The chief justice explained:
“Martin’s message to defendant could not have been clearer: Martin would not honor defendant’s right to silence or his right to counsel until defendant gave him a confession.”
George said the Fifth District Court of Appeal, which affirmed Neal’s conviction in an unpublished opinion in April of last year, erred when it agreed with Sevier that the defendant initiated the second interview voluntarily.
“It is true that defendant did not confess to Detective Martin in the course of the first interview, but asked to speak to Martin the following day, although only after a night in custody without access to counsel or other noncustodial personnel and without food or drink or toilet facilities,” George observed, but he added:
“From the fact of defendant’s resistance, and Martin’s overcoming of his resistance, we may infer that defendant received the message that Martin would not honor defendant’s right to silence or right to counsel until defendant confessed.”
The chief justice conceded that enough other evidence was introduced at trial to support the jury’s guilty verdict, but he said it was impossible to determine beyond a reasonable doubt that the error was harmless-the standard required by Chapman v.

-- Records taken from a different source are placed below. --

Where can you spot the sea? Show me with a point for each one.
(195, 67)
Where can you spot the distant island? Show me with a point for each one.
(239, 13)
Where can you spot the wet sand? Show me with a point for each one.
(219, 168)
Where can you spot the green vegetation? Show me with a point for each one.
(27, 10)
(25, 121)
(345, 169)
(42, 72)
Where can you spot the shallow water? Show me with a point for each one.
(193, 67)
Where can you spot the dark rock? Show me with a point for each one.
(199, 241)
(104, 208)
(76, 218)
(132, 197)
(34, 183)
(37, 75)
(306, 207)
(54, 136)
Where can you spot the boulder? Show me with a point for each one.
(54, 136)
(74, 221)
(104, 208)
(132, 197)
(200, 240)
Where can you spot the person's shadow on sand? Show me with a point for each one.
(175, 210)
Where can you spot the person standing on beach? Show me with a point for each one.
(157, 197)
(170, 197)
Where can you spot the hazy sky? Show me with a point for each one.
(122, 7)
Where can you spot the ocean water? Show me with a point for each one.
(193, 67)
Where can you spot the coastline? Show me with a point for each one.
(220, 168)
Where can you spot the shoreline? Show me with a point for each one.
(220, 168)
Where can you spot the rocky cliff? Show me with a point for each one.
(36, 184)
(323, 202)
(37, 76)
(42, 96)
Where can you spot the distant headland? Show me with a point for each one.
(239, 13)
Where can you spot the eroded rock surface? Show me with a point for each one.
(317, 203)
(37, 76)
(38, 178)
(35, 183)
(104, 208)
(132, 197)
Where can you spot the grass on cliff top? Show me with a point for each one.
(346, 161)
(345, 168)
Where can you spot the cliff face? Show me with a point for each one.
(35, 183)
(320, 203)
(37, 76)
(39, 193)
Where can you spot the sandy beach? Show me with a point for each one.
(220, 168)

California (1967) 386 U.S. 18.
Examiner’s Testimony Cited
He noted that a document examiner testified an incriminating note left at the crime scene, purportedly from another roommate with whom Collins had had a stormy relationship, was actually written by Neal. Had the confessions, in which Neal admitted writing the note, been excluded, the defendant might have been able to cast doubt on that testimony, George said.

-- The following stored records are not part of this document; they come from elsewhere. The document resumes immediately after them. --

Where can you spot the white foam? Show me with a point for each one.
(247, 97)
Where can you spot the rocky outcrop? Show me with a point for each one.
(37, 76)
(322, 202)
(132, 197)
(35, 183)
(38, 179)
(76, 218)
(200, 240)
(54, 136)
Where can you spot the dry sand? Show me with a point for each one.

“The consequence of the officer’s misconduct—the absolute inability to introduce the confessions at trial—is severe,” the chief justice wrote, “but is intended to deter other officers from engaging in misconduct of this sort in the future.”
Justices Joyce Kennard and Marvin Baxter authored separate concurrences. Kennard said she would have analyzed separately the question of whether the Miranda waiver obtained from Neal at the beginning of his second interview with Martin was knowing and intelligent, concluding it was not.
Baxter, with whom Justices Ming Chin and Carlos Moreno joined, noted that Martin testified he had been trained to continue custodial questioning in violation of Miranda by a sergeant who described the tactic as a “useful tool.”
The justice explained:
“[N]othing in Peevy was meant to condone deliberately improper interrogation tactics, whether individual or systematic.”
It is “unconscionable for police departments or supervisors to give contrary instruction or encouragement to the officers under their jurisdiction,” he declared.
The case is People v. Neal, 03 S.O.S. 3684.